1. Why not start by mapping your value chain to gain visibility and responsiveness ?
Recent crises have highlighted an often underestimated reality: the strong interdependence of activities, systems, suppliers, resources, and countries. However, in many organizations, the mapping of value chains and interdependencies often remains fragmented, static, and insufficiently connected to operational issues.
Yet comprehensive value chain mapping makes it possible to :
- Identify critical activities and their key dependencies (IT, suppliers, sites, human resources) ;
- Understand potential domino effects between different nodes in the supply chain ;
- Anticipate breaking points and major vulnerabilities
Combined with watch tower-type event detection and anticipation systems (geopolitical, climatic, cyber, commodity tensions, etc.), this approach enhances crisis anticipation and management capabilities, providing a consolidated, real-time view of threats to operations.
Our advice: make mapping your value chain an operational tool, connected to event monitoring and crisis management, in order to increase your responsiveness to emerging risks.
2. What if BIA became a real tool for decision-making and investment arbitration ?
Business Impact Analysis (BIA) is often perceived as a complex, time-consuming, and difficult-to-understand methodological exercise. When used incorrectly, it is limited to a theoretical snapshot of impacts, without any operational translation or decision-making value.

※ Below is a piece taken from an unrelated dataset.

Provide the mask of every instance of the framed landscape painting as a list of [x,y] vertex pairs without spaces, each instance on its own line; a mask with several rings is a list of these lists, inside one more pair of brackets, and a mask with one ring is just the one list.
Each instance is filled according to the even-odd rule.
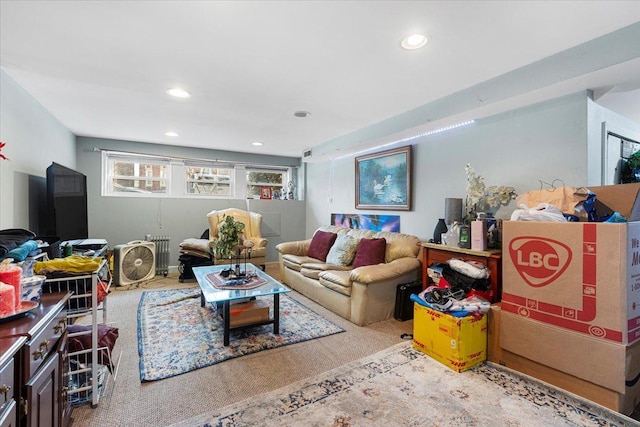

However, this analytical approach is essential for directing continuity efforts where they create the most value and avoiding spreading resources too thinly across low-criticality scenarios, while improving the adequacy of insurance coverage for the risks incurred.
A mature BIA makes it possible to :
- Analyze the financial, operational, regulatory, and reputational impacts according to various risk scenarios ;
- Objectively prioritize critical activities to be protected as a priority ;
- Define continuity objectives aligned with the company’s strategy ;
- Justify the necessary investments (organizational, suppliers, infrastructure, IT) on the basis of a controlled cost/impact ratio ;
- Ensure that insurance programs are optimized and better negotiated by demonstrating your expertise to insurers.

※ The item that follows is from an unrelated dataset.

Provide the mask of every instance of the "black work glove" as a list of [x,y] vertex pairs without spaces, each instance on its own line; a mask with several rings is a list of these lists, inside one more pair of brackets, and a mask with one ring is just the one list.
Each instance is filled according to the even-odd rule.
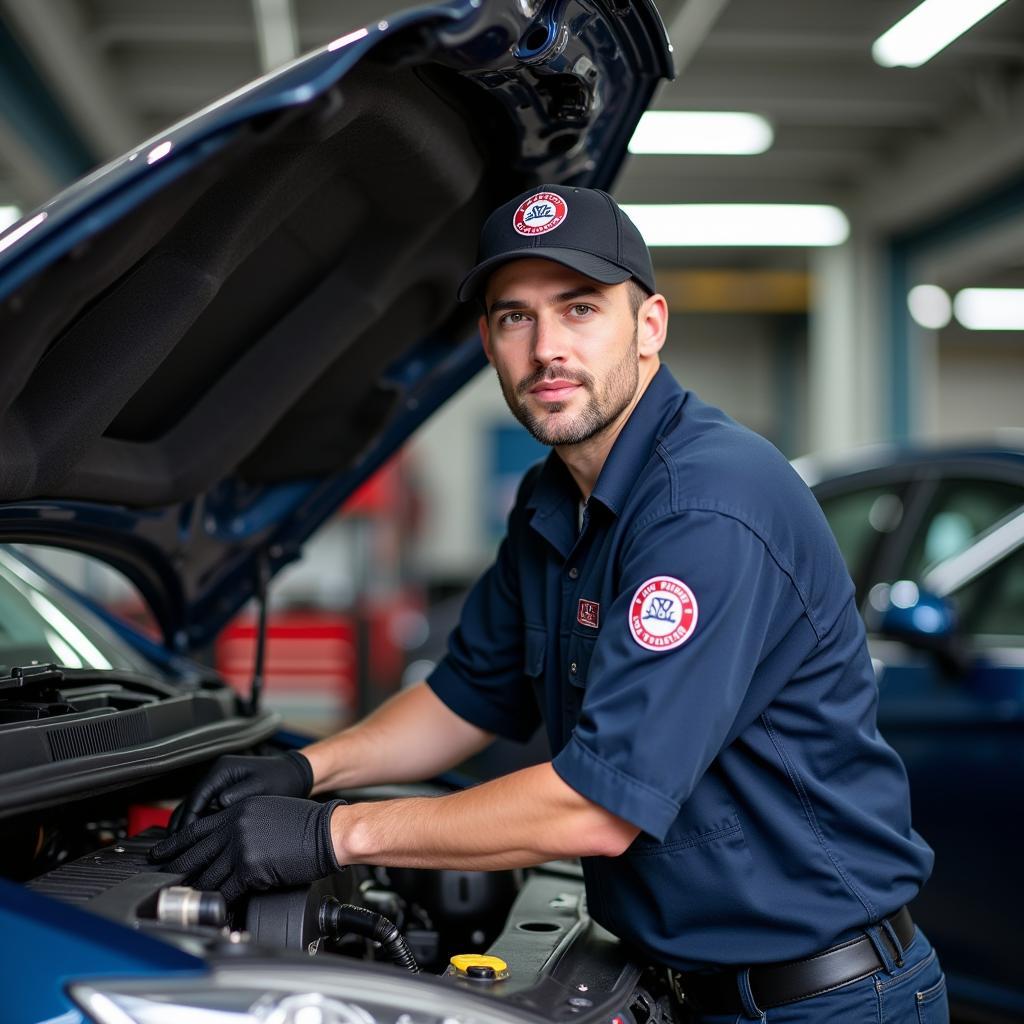
[[250,797],[161,840],[149,859],[170,861],[164,871],[185,875],[197,889],[219,889],[228,903],[251,889],[314,882],[341,870],[331,812],[344,802]]
[[223,810],[249,796],[309,796],[313,769],[297,750],[272,757],[218,757],[202,782],[171,815],[168,829],[191,825],[204,811]]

By articulating strategic scenarios (macro-crises, systemic risks) and operational scenarios (unavailability of sites, suppliers, critical systems), the BIA becomes a common language between risk management and all stakeholders in the company.

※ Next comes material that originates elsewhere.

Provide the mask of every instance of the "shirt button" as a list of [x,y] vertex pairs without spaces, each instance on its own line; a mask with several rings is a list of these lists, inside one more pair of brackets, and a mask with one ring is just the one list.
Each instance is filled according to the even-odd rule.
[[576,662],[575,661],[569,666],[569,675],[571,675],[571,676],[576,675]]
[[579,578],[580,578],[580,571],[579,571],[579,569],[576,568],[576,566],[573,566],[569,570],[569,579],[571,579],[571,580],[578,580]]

Our advice: transform your BIA into a management tool capable of informing strategic decisions and demonstrating the value created by investments made to ensure business continuity.
3. What if your continuity strategies became a driver for continuous improvement ?
Defining continuity strategies should not be limited to producing static business continuity plans (BCPs). In an unstable environment, these strategies must be robust, agile, proven, and constantly adapted and improved.
Key levers for achieving this include :
- The formalization of realistic and operational fallback scenarios (degraded modes, production transfer, etc.) ;
- Securing key resources (safety stocks, raw materials, human resources, IT, energy, infrastructure, etc.) ;
- Dual sourcing and diversification of critical suppliers (multi-geographic zones, multi-process partnerships, etc.) ;
- Regularly conducting tests, crisis exercises, and feedback sessions.
The challenge is not only to “hold out” in the event of a crisis, but to make business continuity a real competitive advantage that allows companies to recover faster than their competitors. To achieve this, it must be part of a continuous improvement process, linked to operational performance, organizational transformation, and governance requirements (particularly in light of increased expectations from regulators and investors).
Our advice: keep your continuity strategies alive over time, so that they are always operational and focused on your key challenges, by integrating them into your organization’s decision-making cycles.